そのため、ある北米 OEM は Acerta と提携して、低励起データを使用して路面摩擦の変化を検出することにしました。 同 OEM は、車両の標準センサー配列から信号を受信するオンボードデータロガーを使用してテストトラックを運転しているときに、回生ブレーキのみを使用して減速する EV を使用しました。 トラックには、ウェットアスファルトとドライアスファルト、氷、砂利など、さまざまな路面が設定されていました。
課題
Acertaは、車両のタイヤと路面の間で利用可能な最大摩擦を正確に推定できる機械学習モデルの開発を任されました。 入力データは、主に縦方向に低から中程度の加速と減速運転する車両によって生成されました。
表面摩擦に関する指標は通常、車両が滑り始める直前まで認識されないため、このような低励起データを扱うことは従来困難でした。 つまり、予測モデルは、本実験で使用した車両が速度を急激に変化させることなく、濡れたアスファルトまたは氷の上を走行していたかどうかを認識する必要がありました。
Acerta ソリューション
最終的に、OEMはあるトレーニングデータセットを生成しました。

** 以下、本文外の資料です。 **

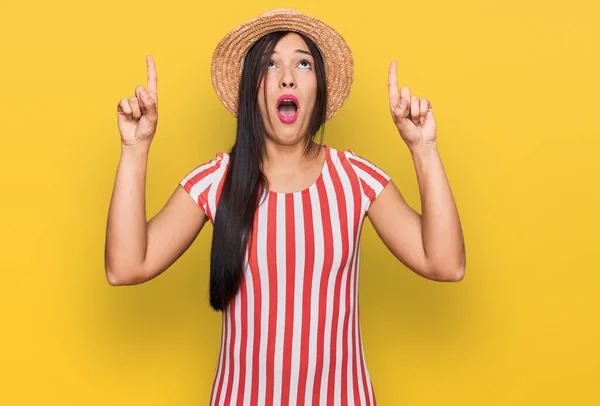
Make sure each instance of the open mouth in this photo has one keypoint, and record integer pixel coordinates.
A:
(287, 108)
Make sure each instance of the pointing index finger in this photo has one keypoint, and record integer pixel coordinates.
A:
(152, 77)
(392, 82)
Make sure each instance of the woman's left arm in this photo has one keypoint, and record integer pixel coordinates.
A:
(430, 244)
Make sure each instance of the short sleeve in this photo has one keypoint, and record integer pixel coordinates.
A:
(372, 179)
(204, 183)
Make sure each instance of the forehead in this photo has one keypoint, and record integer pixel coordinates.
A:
(290, 42)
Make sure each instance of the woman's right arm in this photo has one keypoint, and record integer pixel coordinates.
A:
(137, 250)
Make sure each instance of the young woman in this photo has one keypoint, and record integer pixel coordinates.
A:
(287, 214)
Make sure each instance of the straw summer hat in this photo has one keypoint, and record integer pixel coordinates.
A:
(228, 58)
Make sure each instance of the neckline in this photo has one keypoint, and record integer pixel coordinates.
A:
(312, 185)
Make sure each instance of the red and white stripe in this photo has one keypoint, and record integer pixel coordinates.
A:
(292, 334)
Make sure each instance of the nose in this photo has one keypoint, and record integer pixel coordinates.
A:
(287, 80)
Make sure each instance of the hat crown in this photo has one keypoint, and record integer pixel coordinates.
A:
(279, 11)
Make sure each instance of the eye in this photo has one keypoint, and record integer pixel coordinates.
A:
(306, 63)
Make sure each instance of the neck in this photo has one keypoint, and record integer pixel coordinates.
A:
(288, 158)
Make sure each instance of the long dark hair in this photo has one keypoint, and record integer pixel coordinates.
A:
(244, 179)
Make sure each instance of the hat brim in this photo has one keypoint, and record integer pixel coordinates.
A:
(228, 57)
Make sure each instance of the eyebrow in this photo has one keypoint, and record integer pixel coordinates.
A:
(300, 51)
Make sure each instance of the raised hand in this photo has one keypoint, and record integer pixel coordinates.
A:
(413, 117)
(137, 117)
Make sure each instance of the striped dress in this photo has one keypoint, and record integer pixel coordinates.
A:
(292, 334)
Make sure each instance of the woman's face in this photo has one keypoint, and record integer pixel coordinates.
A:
(291, 89)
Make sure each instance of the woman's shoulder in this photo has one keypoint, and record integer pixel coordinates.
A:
(208, 170)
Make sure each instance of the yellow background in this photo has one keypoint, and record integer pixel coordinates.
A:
(514, 86)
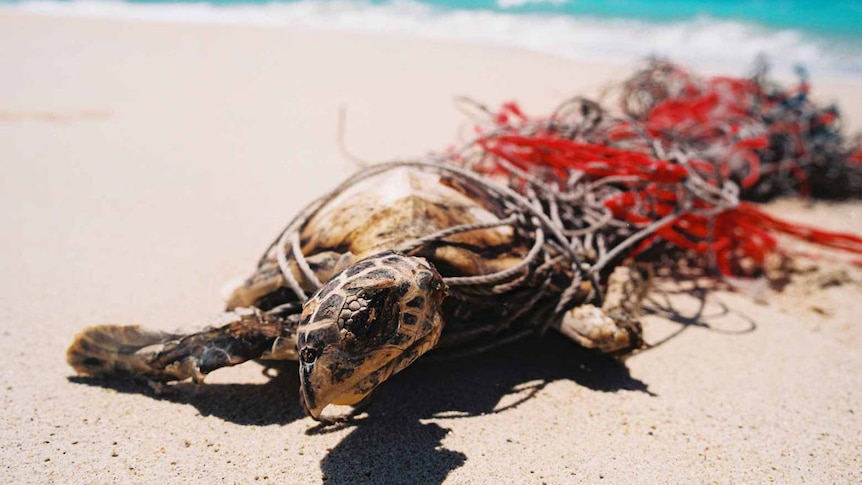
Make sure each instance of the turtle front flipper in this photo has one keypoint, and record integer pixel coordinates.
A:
(135, 352)
(615, 328)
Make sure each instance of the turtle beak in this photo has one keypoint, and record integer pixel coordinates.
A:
(306, 391)
(336, 378)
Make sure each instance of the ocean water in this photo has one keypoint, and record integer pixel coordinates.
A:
(824, 36)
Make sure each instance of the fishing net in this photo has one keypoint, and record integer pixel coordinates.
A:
(669, 181)
(671, 177)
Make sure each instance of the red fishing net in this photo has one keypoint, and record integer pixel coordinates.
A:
(672, 173)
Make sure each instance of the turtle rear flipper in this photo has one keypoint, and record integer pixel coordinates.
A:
(132, 351)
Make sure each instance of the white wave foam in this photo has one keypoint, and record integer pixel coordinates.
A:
(701, 42)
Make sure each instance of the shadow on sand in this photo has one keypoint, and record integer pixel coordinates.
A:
(389, 438)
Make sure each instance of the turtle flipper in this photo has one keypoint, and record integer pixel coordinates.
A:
(135, 352)
(615, 328)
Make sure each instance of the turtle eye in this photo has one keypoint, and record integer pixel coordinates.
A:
(371, 316)
(308, 355)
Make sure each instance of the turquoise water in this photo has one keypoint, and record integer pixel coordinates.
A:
(835, 18)
(825, 36)
(840, 18)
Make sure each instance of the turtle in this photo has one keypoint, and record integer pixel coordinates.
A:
(401, 260)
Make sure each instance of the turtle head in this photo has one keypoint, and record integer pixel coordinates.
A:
(365, 324)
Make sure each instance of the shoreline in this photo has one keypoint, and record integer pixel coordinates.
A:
(620, 42)
(146, 164)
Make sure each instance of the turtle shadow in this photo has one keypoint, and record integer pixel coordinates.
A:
(275, 401)
(392, 440)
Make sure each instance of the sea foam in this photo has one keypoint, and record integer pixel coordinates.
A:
(701, 42)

このデータセットでは、ドライバーがテストトラックの各表面で急ブレーキをかけ、タイヤと路面の間の摩擦係数を決定しました。 次に、Acerta は結果データを評価し、機械学習モデルを構築しデータセット内の異なる路面間の遷移点を特定しました。
次に、Acerta のデータサイエンティストは、独自のアルゴリズムを組み込んだいくつかのタイプの機械学習モデルを選択し、特徴エンジニアリングを適用してパラメータチューニングを実施、トレーニングデータでのパフォーマンスを継続的に評価しました。 その後このモデルは、路面の変化を検出する際の速度と精度について、新しいデータでテストされました。
成果
テストされたさまざまな機械学習モデルタイプの中で、Acerta 独自のモデルは、低励起車両データに基づいて路面遷移を検出するのに最も速く、最も正確であることが証明されました。 ほとんどの場合、状態の推定は1秒未満で行われました。
さらに、約12MB容量の MicroAutoBox への車載車両の展開を可能にするために、Acerta のエンジニアたちは、機械学習モデルとそのライブラリをデフォルトの最大100MBから3MB以下へと圧縮することにも成功しました。